# Coping with a husband in the Military and needing advice



## kms19 (Sep 10, 2011)

My husband is currently deployed overseas and isn't going to be landing on American soil again until February 2012. It's been hard being away from him, even though we video chat almost every night. Any suggestions as to what I should do to make things a little less hard on both of us??


----------



## santee (Sep 15, 2011)

I've gone through 3 deployments with my husband so I know how you feel. Video chat definitely helps -- I wish that had been around a few years ago! Since my husband and I could only talk once a week, I would write him an email every day about everything that was going on in my life. I'd keep a draft open and add through it throughout the day, then send it each night. My husband could only access his email once or twice a week and couldn't always reply, but he told me it helped him stay connected to me. I also used to mail him funny cards and care packages with magazines and snacks I knew he liked randomly, so it would always be a surprise when he got one.

As for your own mental health, stay as busy as you can and stay connected to your family and friends. I had a fairly flexible job at the time and asked to work more hours, including nights and weekends. I also volunteered on the weekends (I joined Big Brothers Big Sisters), went running a lot, talked with my friends and family on the phone almost every night, and made sure I had a "friend date" to look forward to every week. 

Hope that helps!


----------



## brokenmilguyAZ (Sep 10, 2011)

Im a deployed member overseas right now and will be returning in January 2012. My marriage failed because of her cheating and getting pregnant since ive been gone. Stay sane and try and keep your mind off him being gone. stay strong something my wife couldnt do. the time does fly by. this is my 6th deployment and trust me it will be over and he will be home much quicker than you think.


----------



## ZeroCool (Sep 23, 2011)

Hi! Former mil. spouse here. Still married to him, he's just out of the service. 13 years on submarines.

For most of the early years of our marriage, he deployed constantly, and there was very limited communications with the boat (no e-mail, infrequent letters). We used to get a certain amount of radio messages we could send, but they were only one way communications from me to him, and had to be limited to 50 words. About halfway through a duty station, they brought e-mails to the boat. Boy, the change for a lot of families was like night and day. Spouses who could do a patrol standing on their head were reduced to wrecks, constantly checking e-mail, freaking out when they didn't get one but their friend did, parsing every word sent, more arguments, etc.

Comms during deployment actually starts before the deployment. You have to have the discussion about the type, frequency, content and tone of communications.
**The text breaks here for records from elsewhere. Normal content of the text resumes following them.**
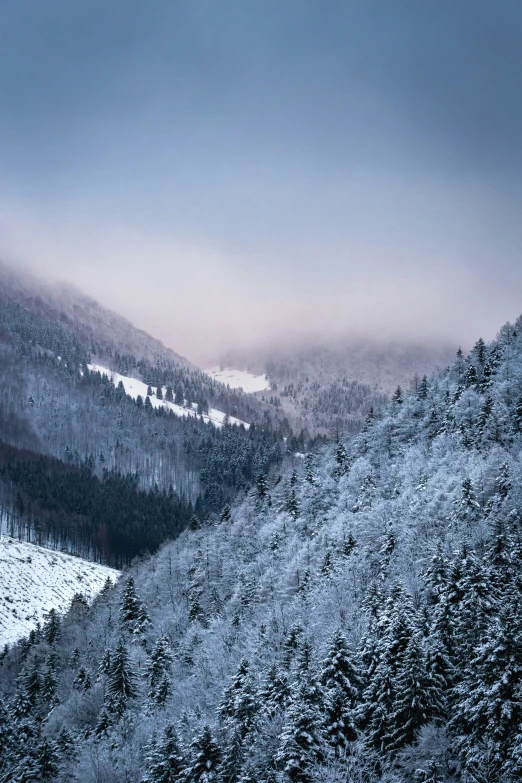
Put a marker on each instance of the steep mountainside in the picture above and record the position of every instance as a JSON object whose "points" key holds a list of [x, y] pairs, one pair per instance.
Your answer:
{"points": [[101, 330], [357, 621], [329, 388], [34, 581], [180, 434]]}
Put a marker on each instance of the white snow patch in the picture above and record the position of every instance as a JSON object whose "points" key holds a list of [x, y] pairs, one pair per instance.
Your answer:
{"points": [[134, 388], [240, 379], [34, 580]]}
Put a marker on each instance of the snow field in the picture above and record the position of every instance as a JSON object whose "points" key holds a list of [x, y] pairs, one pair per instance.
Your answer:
{"points": [[239, 379], [134, 388], [34, 580]]}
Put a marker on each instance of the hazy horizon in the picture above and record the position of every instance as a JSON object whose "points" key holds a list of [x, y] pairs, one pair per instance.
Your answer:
{"points": [[226, 177]]}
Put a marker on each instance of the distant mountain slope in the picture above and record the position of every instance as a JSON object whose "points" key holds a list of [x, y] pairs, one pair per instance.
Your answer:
{"points": [[34, 580], [101, 330], [356, 620], [165, 425], [329, 388]]}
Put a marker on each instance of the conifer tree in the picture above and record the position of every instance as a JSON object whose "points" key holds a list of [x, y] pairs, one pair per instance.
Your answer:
{"points": [[50, 679], [82, 681], [204, 759], [488, 709], [158, 671], [52, 626], [275, 692], [164, 759], [133, 615], [122, 682], [301, 743], [342, 684], [422, 391]]}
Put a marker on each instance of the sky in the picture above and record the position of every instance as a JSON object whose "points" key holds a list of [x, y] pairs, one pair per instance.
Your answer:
{"points": [[224, 173]]}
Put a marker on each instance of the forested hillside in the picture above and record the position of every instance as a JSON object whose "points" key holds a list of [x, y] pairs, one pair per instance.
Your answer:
{"points": [[329, 388], [53, 402], [358, 620]]}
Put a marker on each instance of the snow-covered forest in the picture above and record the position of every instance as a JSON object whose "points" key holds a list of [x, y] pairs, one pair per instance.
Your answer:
{"points": [[356, 619]]}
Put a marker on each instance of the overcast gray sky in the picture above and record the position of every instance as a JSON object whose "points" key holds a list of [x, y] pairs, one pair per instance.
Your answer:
{"points": [[224, 171]]}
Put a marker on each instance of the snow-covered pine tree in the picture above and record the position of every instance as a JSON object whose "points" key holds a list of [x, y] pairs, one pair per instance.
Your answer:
{"points": [[164, 758], [121, 681], [302, 741], [158, 671], [204, 759], [133, 615]]}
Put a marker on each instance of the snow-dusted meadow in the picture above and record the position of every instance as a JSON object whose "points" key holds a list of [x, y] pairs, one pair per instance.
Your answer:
{"points": [[134, 388], [34, 580], [239, 379]]}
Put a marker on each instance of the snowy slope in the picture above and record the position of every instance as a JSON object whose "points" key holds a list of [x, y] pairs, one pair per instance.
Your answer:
{"points": [[34, 580], [239, 379], [134, 388]]}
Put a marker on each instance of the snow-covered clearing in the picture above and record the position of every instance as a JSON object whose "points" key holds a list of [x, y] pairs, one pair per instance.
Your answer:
{"points": [[134, 388], [239, 379], [34, 580]]}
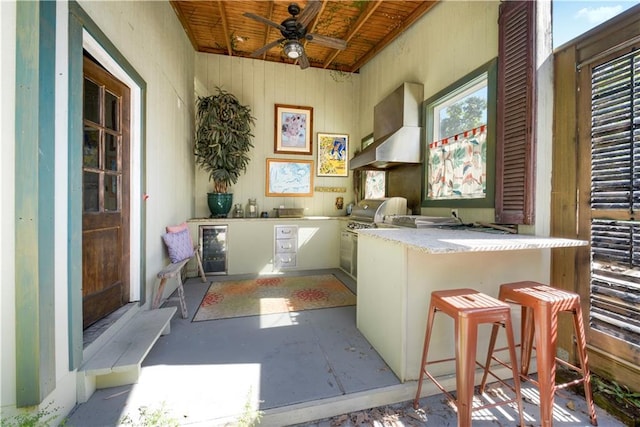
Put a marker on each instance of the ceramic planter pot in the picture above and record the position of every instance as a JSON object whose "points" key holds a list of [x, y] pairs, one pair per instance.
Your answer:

As crazy as it may seem, maybe every night is TOO much. I noticed that one big difference for our crew between having e-mail and not having it is that people were more likely to feel the distance more, were more emotional, had trouble dealing and coping with things that never used to bother them, read into everything, even something as simple a bad day (we all have them). For some, their life revolved around the daily communication. If it didn't come, they'd freak out. They'd stop all other activities in fear of not being home or available when a call or e-mail came. The daily chat maybe a total positive for you, but there are pitfalls you may want to avoid.

I totally agree with writing. I had a word doc journal that I wrote in every night, just about my day. Every once in a while, I'd print it out and send it off. Hubby said it made him feel like he was right there, and he always had something printed he could take out and read when he needed a boost. 

Some may disagree with this, but I took pains to avoid dumping on him. I made liberal use of friends and family when I was having a rough time. With the schedule and tasks my hubby had (they went by an 18 hour day), I knew he had little time to sleep, eat, shower, and whatnot so he didn't need to be my shrink on top of it. Venting to my friends let me be more even keeled, and I didn't stress him with fleeting or momentary bad moments.

But most of all, stay busy. Volunteering was my life saver. My husband has even said it made him feel so much better to know I had something going on while he was gone, and that I was staying strong and actually enjoying life. 

I guess what I am trying to get at is that is all comes down to knowing what each of you need, and communicating the best way you can to meet those needs.


----------